T-Mobile's Signature store in Times Square, NYC
Rising concerns that T-Mobile could be left out of M&A activity are weighing down shares, Barclays said. (T-Mobile)

T-Mobile likely grew its postpaid customer base during the second quarter, according to Barclays, but its stock value has been dampened by increasing concerns it may not participate in what could be a flurry of M&A activity in the wireless market.

Barclays upped its guidance for T-Mobile’s postpaid phone net adds during the second quarter to 595,000 from 550,000, marking an 8% increase, and it lowered predicted postpaid churn to 1.20%, down from 1.22%. But it slashed its forecast for T-Mobile’s prepaid gains by 32.5%, noting heightened competition in a market that has attracted increased attention from major U.S. wireless carriers over the last 18 months.

“Broadly speaking, we increased our postpaid net add estimates while reducing our prepaid net add estimates given our expectations given our expectations [sic] that Sprint has been aggressive with its prepaid Boost brand during the quarter,” Amir Rozwadowski wrote in a note to investors. “Our full-year estimates remain largely unchanged. Although our postpaid net adds increase as we continue to expect T-Mobile’s share-gain momentum to continue even amidst a heightened competitive (industrywide unlimited) backdrop … In our view, there is still a large and untapped opportunity to gain share vs. peers as it looks to simplify its offerings in coming iterations of its Un-carrier strategy.”

Growing concerns that T-Mobile may not lock up a significant dance partner in the near future have been a drag on its stock price, however, Rozwadowski said. Rumors of consolidation in the wireless industry and of cross-market deals between carriers, digital media companies and cable operators have heated up in recent months as those segments collide, and T-Mobile has been the center of much of that speculation.

But some investors fear the nation’s third-largest carrier could be left without a dance partner—one recent report, for instance, has Sprint in discussions with Comcast and Charter over a potentially major wireless tie-up that might leave T-Mobile out in the cold. Those concerns may be undue, Rozwadowski said, but they’re weighing down T-Mobile shares nonetheless.

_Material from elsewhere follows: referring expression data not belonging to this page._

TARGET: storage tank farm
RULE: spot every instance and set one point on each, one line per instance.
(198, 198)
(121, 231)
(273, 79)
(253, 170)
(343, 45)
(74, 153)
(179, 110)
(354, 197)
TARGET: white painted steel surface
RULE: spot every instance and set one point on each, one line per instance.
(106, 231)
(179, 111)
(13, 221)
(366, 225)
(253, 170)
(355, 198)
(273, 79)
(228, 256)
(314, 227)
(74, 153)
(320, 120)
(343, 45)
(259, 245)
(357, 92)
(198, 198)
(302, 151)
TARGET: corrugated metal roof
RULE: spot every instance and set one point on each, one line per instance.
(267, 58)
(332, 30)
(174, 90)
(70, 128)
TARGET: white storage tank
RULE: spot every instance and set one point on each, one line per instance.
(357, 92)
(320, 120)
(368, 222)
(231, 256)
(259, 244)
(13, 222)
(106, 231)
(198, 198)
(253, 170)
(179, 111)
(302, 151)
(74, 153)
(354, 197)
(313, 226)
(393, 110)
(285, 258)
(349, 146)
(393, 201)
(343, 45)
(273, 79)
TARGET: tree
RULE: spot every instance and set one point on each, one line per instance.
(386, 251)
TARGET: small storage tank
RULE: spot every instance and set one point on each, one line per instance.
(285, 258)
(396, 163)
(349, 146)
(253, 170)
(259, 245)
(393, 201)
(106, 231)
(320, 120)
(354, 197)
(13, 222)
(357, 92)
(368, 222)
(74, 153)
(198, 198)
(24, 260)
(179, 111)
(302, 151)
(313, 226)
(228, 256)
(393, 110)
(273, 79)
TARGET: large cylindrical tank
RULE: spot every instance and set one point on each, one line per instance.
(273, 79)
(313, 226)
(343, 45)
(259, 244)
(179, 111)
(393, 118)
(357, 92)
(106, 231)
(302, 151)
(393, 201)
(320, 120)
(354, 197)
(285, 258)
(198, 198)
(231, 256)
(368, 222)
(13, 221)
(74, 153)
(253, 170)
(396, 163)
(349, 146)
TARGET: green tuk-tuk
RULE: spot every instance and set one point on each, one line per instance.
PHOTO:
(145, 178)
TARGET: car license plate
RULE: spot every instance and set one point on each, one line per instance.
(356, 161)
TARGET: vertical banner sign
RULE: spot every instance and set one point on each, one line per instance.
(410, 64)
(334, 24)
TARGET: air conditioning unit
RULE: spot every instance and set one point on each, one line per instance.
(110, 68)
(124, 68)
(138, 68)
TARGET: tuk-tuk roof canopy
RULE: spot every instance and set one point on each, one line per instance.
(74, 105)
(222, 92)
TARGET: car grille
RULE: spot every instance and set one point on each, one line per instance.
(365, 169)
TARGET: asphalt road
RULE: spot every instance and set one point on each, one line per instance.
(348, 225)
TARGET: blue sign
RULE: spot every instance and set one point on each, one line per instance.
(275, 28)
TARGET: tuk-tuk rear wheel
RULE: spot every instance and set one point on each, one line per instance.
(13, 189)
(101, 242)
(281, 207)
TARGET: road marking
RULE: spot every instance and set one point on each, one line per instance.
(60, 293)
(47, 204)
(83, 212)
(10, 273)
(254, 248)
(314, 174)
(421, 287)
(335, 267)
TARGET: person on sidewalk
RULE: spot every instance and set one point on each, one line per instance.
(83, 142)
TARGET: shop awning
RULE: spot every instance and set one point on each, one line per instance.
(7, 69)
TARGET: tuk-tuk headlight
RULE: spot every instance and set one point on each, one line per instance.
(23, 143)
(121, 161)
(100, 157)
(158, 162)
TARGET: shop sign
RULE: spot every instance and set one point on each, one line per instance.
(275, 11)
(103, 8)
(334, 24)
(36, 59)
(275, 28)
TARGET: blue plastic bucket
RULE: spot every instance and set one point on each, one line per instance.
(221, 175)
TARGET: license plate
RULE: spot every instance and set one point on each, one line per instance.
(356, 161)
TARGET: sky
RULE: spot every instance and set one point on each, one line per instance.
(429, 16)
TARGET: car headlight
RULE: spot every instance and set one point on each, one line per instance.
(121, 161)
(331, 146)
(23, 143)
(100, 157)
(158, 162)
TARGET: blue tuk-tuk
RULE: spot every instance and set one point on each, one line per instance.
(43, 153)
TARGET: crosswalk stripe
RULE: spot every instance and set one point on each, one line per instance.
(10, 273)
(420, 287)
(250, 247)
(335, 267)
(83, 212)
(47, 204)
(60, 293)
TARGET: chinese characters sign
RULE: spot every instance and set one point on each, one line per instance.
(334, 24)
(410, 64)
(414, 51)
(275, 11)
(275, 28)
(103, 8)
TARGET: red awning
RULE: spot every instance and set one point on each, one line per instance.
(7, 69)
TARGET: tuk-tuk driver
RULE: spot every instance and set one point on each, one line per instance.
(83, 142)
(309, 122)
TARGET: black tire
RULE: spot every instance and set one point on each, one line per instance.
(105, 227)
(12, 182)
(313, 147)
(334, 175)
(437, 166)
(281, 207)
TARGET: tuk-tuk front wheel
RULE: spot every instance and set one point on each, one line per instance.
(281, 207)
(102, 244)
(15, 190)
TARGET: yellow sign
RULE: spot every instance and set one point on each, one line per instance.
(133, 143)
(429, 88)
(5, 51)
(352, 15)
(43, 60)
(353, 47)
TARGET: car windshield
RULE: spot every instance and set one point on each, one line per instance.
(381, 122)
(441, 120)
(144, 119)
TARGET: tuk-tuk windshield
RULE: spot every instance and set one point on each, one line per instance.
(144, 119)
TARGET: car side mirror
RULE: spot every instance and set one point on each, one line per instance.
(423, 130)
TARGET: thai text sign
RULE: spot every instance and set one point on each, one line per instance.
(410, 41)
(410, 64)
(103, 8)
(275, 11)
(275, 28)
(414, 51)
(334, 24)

“In summary, there seems to be a disconnection between the company’s recent stock performance and its underlying business performance/expectation for continued share gains. While the introduction of unlimited plans earlier this year could justify some multiple compression, current valuation levels now seem to materially discount the prospects for: 1) a deal and 2) shareholder return initiatives,” Rozwadowski wrote. “Over the past few months, we’ve seen a string of new developments across the telecom and cable sectors. Overall, these developments have led to rising concerns that T-Mobile may have a diminished role in prospective M&A … In our view, risk/reward for T-Mobile looks attractive at current valuation levels.”